Gary Parcell

Personal information
- Born: 21 July 1933
- Died: 30 November 2020 (aged 87)

Playing information
- Position: Prop
Club
| Years | Team | Pld | T | G | FG | P |
|  | Brothers (Ipswich) |  |  |  |  |  |
Representative
| Years | Team | Pld | T | G | FG | P |
| 1956–62 | Queensland | 14 | 1 | 0 | 0 | 3 |
| 1959–62 | Australia | 8 | 0 | 0 | 0 | 0 |
- Source:
- Relatives: Matt Parcell (grandson)

= Gary Parcell =

Australia international rugby league footballer (1933–2020)

Gary Parcell was an Australian professional rugby league footballer who played in the 1950s and 1960s. A Queensland interstate and Australia international representative forward, he played his club football in Ipswich for Brothers.

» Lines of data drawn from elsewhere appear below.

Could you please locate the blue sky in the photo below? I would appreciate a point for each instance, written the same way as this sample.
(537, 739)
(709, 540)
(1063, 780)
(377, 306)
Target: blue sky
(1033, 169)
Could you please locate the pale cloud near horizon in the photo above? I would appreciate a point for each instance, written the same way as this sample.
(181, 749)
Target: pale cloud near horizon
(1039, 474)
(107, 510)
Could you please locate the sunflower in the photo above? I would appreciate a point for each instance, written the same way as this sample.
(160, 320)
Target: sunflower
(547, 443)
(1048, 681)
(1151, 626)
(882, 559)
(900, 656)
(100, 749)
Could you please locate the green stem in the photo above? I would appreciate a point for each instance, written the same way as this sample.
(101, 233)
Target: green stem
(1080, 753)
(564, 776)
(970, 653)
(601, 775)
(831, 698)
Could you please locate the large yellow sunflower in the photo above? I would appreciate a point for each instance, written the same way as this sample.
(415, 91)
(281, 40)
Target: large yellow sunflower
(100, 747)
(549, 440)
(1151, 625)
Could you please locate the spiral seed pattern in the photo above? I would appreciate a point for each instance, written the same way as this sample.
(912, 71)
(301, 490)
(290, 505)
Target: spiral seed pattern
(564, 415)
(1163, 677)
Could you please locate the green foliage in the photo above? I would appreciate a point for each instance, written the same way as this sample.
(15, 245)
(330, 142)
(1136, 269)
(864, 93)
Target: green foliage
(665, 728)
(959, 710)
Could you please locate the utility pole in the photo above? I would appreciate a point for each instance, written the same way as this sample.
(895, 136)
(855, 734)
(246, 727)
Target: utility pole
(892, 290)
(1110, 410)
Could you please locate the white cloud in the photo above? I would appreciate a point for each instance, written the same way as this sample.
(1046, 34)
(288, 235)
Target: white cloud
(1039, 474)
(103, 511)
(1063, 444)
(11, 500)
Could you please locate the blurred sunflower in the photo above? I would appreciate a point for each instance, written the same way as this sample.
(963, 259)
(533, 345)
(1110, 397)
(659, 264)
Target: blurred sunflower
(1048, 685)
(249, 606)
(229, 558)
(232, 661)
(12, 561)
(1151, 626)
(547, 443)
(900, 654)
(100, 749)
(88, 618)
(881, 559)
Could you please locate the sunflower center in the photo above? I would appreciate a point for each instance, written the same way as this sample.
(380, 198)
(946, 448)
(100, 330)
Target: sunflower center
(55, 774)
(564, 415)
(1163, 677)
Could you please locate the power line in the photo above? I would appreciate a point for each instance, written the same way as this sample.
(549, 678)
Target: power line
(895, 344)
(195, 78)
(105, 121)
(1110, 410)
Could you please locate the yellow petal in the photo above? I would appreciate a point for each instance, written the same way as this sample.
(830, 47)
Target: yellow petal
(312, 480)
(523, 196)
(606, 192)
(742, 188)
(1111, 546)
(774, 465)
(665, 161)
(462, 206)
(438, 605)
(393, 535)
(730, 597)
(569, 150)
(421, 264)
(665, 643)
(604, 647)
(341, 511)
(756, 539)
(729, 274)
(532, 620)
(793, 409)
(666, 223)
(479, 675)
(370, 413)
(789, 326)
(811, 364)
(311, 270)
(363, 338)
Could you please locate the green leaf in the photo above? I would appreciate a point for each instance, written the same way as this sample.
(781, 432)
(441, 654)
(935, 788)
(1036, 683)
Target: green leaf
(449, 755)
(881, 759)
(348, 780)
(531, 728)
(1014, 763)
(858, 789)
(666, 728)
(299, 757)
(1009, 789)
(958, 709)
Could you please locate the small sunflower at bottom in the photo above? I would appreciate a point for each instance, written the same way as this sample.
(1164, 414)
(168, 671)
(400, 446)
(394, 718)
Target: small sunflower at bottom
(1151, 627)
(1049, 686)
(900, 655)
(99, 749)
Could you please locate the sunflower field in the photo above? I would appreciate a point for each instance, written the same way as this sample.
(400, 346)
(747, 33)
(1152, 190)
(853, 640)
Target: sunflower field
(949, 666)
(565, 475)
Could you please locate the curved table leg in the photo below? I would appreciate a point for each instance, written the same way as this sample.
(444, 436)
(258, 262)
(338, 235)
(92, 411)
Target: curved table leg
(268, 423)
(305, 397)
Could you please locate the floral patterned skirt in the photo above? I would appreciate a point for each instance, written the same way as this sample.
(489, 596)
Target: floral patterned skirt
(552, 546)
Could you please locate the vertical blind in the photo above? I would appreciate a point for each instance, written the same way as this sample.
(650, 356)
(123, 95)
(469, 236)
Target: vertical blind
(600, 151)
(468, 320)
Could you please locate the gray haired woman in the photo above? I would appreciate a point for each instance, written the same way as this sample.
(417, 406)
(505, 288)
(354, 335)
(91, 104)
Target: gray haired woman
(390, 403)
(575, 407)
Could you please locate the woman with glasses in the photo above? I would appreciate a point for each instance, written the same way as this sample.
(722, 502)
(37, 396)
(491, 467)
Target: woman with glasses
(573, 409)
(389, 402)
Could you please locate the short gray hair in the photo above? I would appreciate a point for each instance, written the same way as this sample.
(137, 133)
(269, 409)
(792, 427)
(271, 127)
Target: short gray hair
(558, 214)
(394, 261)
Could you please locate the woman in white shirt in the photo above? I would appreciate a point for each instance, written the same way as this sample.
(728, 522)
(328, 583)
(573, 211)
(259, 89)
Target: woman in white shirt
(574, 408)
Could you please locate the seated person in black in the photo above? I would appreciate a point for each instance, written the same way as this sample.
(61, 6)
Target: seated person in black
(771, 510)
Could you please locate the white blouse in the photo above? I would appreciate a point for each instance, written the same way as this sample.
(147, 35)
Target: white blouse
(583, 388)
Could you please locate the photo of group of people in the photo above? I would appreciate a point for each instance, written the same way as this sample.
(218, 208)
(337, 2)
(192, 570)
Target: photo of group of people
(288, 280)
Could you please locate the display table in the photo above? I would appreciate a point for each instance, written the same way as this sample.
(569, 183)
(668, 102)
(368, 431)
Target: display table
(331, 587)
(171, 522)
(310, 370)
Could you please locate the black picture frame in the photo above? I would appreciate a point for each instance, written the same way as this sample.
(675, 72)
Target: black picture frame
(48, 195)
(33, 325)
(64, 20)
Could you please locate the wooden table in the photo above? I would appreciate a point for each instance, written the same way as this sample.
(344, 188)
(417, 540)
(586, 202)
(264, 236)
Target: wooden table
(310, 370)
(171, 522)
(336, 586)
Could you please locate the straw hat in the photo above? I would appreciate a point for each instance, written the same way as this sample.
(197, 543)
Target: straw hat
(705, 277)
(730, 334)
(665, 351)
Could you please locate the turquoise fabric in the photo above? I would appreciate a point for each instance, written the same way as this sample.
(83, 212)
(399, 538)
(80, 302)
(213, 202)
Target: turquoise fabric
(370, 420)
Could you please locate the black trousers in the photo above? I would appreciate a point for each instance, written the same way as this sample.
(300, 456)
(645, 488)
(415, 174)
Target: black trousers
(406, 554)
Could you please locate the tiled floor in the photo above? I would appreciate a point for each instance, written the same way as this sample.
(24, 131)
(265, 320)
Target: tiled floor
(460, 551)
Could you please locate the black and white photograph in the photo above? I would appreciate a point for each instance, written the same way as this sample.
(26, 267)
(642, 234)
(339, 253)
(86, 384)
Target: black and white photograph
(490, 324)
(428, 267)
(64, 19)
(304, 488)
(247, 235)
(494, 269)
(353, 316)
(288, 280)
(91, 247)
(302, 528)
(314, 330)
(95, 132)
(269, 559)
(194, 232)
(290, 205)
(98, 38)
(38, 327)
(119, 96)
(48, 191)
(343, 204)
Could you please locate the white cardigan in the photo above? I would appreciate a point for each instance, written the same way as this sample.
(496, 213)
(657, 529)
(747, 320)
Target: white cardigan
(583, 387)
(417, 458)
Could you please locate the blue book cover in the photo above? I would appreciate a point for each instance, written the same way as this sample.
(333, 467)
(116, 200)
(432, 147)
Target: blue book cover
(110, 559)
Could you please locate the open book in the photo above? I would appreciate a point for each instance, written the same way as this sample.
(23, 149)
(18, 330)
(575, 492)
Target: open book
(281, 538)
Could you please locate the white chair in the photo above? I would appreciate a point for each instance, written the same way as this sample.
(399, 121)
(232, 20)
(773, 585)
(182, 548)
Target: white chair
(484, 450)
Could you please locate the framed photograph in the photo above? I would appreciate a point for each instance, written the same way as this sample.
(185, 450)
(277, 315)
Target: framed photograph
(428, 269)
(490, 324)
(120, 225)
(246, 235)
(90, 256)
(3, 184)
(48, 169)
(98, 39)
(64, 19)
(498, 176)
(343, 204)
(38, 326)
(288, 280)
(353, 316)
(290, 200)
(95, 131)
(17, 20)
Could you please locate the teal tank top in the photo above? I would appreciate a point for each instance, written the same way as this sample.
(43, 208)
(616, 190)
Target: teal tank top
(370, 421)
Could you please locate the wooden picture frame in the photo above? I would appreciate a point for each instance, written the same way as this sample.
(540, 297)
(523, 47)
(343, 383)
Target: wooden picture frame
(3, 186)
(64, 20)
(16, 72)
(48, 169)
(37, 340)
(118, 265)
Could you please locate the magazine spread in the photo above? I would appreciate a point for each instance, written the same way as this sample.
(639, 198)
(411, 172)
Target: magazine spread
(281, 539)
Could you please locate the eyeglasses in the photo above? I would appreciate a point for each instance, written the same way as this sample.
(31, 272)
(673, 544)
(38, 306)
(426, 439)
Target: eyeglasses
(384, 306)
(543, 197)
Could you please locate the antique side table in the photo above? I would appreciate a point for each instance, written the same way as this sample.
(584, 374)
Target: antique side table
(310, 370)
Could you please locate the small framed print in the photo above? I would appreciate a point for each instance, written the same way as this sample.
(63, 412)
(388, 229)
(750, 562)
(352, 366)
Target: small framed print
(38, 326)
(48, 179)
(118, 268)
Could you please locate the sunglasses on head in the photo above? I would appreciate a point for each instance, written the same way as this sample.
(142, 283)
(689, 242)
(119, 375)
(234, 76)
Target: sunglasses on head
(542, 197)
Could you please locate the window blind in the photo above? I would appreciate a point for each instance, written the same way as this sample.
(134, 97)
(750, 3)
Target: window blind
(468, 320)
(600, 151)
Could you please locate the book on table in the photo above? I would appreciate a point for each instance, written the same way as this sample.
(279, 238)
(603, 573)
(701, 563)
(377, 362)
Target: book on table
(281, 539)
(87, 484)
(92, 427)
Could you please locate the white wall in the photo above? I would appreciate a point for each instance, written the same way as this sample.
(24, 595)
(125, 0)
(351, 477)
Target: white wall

The son of Queensland Maroons forward, Percy Parcell, Gary, like his father, played for the Ipswich Rugby League's Brothers club.

In 1959, Queensland won the interstate series against New South Wales 3–1, but managed only seven players in a Kangaroo touring party of 26. They were Parcell Elton Rasmussen, Jim Paterson, Dud Beattie, Noel Kelly, Barry Muir and Ron Boden, with Boden originally from NSW.

In 1959 Parcell was first selected for the Australian national team, becoming Kangaroo No. 356.

Parcell is the grandfather of current Hull KR player Matt Parcell.